When professors at one of the nation’s top public universities start warning that their students can’t do middle-school math or write a coherent paragraph, the rest of us should pay attention. A new faculty report from the University of California–San Diego describes a “steep decline in the academic preparation” of entering freshmen.
Between 2020 and 2025, the number of UCSD students whose math skills fall below middle-school level increased nearly thirtyfold—from under 1 percent to roughly one in eight. The university has been forced to redesign remedial math to cover elementary-school material and create an entirely new course to reteach high-school algebra and geometry.
Not to put too fine a point on it, but…what did you expect?
Every force in American education has been working toward this moment. Covid was catastrophic, but the rot began long before. The UCSD report attributes the collapse to “the COVID-19 pandemic and its effects on education, the elimination of standardized testing, grade inflation, and the expansion of admissions from under-resourced high schools.” That last phrase is a euphemism for low-income, minority youths whose interest K–12 education’s love affair with “equity” is intended to serve. But the report exposes how intellectually bankrupt that impulse has become—as if we can get students to and through an elite university by force of will and noble sentiment rather than the hard, cumulative work of academic preparation.
The University of California’s “test-blind” experiment has been a disaster. When UC’s Board of Regents eliminated the SAT and ACT in 2020, it left admissions officers relying almost entirely on high-school grades, which were functionally meaningless. Among students placed into Math 2, UCSD’s most remedial course, one in four had earned a perfect 4.0 in high-school math. Grades told admissions officers next to nothing about whether an applicant could actually do the work.
At the same time, UCSD dramatically expanded enrollment from schools covered by California’s Local Control Funding Formula (LCFF)—public schools where more than 75 percent of students are low-income, English learners, or foster youth. By 2024, a third of UCSD’s entering class came from LCFF schools—more than any other UC campus and roughly double the systemwide average. These students now make up more than half of those in remedial math courses, and in some years as much as 68 percent.
The UCSD faculty report is admirably blunt: “Admitting large numbers of underprepared students risks harming those students and straining limited instructional resources.” The professors who wrote this report deserve enormous credit for saying aloud what the broader education establishment will not: we are setting students up to fail.
And UC San Diego is hardly alone. Even Harvard University—the world’s most selective college—recently opened remedial math and writing classes. When Harvard must reteach algebra and composition, it tells you how deep the rot runs.
National Assessment of Educational Progress scores show reading and math achievement at their lowest levels in decades. The students now struggling in college were in middle school when classrooms shut down. Those who missed their foundational years—the ones who never mastered basic literacy or numeracy—are still in middle school today. The worst is yet to come.
Economist Eric Hanushek estimates that the learning loss suffered by this generation will cost the United States more than $90 trillion in future economic output—about six percent of GDP every year for the rest of the century. The average student will earn eight percent less in lifetime income than peers who graduated just a decade ago. This is not merely an educational failure; it is an economic calamity and a civic one.
But the deeper crisis is moral. We have persuaded ourselves that to pursue excellence is to perpetuate inequity, that holding students to high standards is unfair, that success can be achieved by adjusting expectations rather than meeting them. The UCSD report exposes the folly of that thinking. “Equity” without preparation is cruelty disguised as compassion. It delivers opportunity in name only, while denying students the knowledge and skills they need to thrive.

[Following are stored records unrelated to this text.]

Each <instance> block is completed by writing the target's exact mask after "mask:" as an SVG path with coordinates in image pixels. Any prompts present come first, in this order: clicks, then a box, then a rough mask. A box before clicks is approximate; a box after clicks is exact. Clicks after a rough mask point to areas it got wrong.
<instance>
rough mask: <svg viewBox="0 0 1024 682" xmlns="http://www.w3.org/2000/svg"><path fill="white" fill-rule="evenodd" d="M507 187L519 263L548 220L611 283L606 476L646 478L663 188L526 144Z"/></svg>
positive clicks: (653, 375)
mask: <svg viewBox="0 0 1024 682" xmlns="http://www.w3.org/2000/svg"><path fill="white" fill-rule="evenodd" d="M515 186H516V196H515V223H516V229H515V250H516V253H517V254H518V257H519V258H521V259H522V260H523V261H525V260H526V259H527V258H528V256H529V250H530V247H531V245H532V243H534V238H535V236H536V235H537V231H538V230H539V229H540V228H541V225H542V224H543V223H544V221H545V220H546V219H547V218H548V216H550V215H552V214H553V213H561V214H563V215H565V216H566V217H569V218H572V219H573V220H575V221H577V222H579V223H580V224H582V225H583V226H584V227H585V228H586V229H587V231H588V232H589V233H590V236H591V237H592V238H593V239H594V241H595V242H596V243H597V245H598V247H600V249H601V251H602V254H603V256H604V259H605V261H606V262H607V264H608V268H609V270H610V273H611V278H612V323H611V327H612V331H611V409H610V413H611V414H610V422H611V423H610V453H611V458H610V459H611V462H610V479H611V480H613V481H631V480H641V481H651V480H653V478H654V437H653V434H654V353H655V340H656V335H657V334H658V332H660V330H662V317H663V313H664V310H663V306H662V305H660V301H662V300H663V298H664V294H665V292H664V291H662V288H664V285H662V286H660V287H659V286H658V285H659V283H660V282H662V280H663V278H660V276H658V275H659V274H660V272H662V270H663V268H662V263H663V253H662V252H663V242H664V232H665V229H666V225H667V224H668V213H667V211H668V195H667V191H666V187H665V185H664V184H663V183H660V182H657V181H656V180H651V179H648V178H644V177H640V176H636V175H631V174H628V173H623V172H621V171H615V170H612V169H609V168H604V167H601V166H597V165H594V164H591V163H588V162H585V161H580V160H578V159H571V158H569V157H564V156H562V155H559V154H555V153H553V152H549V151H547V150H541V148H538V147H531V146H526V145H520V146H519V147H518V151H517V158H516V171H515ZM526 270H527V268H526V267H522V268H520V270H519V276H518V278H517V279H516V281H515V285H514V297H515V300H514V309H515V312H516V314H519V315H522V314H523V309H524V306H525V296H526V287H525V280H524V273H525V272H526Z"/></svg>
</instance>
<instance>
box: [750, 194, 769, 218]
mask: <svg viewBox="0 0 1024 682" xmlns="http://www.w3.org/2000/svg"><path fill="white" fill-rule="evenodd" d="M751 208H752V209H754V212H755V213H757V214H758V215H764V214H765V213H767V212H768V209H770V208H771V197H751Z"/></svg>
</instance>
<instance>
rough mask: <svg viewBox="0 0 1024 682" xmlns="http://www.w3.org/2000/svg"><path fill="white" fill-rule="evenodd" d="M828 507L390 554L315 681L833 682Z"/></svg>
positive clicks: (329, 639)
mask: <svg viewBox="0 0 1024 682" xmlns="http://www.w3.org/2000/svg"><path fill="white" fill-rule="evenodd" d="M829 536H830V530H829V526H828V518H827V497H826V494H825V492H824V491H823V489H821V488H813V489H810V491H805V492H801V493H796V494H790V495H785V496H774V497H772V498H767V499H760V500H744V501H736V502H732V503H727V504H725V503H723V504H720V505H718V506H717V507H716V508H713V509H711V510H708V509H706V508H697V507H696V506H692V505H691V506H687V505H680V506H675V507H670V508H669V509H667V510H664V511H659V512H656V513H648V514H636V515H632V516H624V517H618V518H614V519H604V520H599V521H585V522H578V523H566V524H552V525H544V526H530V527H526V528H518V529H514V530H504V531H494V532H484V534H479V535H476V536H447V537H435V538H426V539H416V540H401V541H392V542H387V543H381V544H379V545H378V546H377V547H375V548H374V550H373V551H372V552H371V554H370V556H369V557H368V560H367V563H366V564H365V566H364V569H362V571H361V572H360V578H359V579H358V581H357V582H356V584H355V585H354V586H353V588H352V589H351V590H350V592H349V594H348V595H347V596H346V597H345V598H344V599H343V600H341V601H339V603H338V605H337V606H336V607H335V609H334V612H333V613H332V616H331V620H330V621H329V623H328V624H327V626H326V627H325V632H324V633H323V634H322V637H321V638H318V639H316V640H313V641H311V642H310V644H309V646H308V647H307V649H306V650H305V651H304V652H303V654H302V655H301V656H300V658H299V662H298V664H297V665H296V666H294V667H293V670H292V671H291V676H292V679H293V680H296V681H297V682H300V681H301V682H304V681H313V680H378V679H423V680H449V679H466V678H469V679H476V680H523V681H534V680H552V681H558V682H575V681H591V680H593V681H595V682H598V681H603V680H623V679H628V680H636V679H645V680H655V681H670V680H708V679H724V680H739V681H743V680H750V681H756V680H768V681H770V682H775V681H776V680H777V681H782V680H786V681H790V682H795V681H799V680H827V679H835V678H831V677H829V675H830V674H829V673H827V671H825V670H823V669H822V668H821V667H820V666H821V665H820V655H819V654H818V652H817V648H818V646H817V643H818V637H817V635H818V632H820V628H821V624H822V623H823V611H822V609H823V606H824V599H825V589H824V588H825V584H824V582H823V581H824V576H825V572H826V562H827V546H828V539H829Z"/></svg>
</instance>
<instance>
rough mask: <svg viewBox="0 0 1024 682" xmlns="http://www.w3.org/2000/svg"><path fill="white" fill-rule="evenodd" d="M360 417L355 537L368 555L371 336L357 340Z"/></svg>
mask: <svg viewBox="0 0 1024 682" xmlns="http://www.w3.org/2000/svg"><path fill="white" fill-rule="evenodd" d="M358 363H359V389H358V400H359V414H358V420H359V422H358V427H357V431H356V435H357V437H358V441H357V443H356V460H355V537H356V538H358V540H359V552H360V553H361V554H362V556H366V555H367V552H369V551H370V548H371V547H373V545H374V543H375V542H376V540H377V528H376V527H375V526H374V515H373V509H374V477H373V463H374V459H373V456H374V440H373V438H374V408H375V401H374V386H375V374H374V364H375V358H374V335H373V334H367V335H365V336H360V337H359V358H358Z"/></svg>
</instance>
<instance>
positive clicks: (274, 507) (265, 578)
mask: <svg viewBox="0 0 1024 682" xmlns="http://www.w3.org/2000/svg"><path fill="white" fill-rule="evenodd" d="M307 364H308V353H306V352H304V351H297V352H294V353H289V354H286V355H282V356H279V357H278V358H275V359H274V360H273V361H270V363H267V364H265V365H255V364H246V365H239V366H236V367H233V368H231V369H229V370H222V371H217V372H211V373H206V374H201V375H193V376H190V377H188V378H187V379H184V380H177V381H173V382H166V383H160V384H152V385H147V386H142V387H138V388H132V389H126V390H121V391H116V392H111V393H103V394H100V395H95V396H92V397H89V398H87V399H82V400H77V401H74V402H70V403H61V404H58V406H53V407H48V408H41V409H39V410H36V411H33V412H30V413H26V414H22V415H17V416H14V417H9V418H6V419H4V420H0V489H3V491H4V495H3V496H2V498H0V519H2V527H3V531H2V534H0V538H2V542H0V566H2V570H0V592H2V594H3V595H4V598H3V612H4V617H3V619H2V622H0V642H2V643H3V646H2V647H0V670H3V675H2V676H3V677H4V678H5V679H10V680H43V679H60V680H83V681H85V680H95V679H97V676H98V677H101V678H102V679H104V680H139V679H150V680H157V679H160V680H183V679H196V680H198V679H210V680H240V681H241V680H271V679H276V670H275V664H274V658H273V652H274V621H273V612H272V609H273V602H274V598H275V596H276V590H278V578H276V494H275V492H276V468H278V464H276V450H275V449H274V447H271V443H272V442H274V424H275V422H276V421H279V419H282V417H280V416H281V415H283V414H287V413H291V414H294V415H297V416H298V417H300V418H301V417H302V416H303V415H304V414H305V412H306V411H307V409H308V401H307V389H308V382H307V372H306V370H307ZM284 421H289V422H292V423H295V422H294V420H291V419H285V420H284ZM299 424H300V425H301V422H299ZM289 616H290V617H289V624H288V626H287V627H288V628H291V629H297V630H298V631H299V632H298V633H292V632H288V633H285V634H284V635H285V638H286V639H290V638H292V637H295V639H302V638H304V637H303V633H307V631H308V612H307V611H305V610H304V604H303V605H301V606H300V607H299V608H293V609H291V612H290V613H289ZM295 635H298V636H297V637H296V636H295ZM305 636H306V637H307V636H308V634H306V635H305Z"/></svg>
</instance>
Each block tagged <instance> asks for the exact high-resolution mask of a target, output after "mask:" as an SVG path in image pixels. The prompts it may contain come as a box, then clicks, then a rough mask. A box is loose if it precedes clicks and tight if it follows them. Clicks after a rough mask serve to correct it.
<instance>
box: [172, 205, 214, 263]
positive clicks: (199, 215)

No one should take pleasure in UCSD’s predicament. The faculty are doing what they can—expanding tutoring, creating bridge programs, and building early interventions—but the scale of the problem dwarfs their capacity to fix it. As the report puts it, “our capacity is not limitless. We can only help so many students, and only when the gaps they need to overcome are within reach.” That is not an abdication of equity. It is an acknowledgment of reality.
The reckoning is here. The UC San Diego report is a warning about the consequences of a decade of magical thinking in education policy and practice. We replaced rigor with rhetoric, and the bill has come due.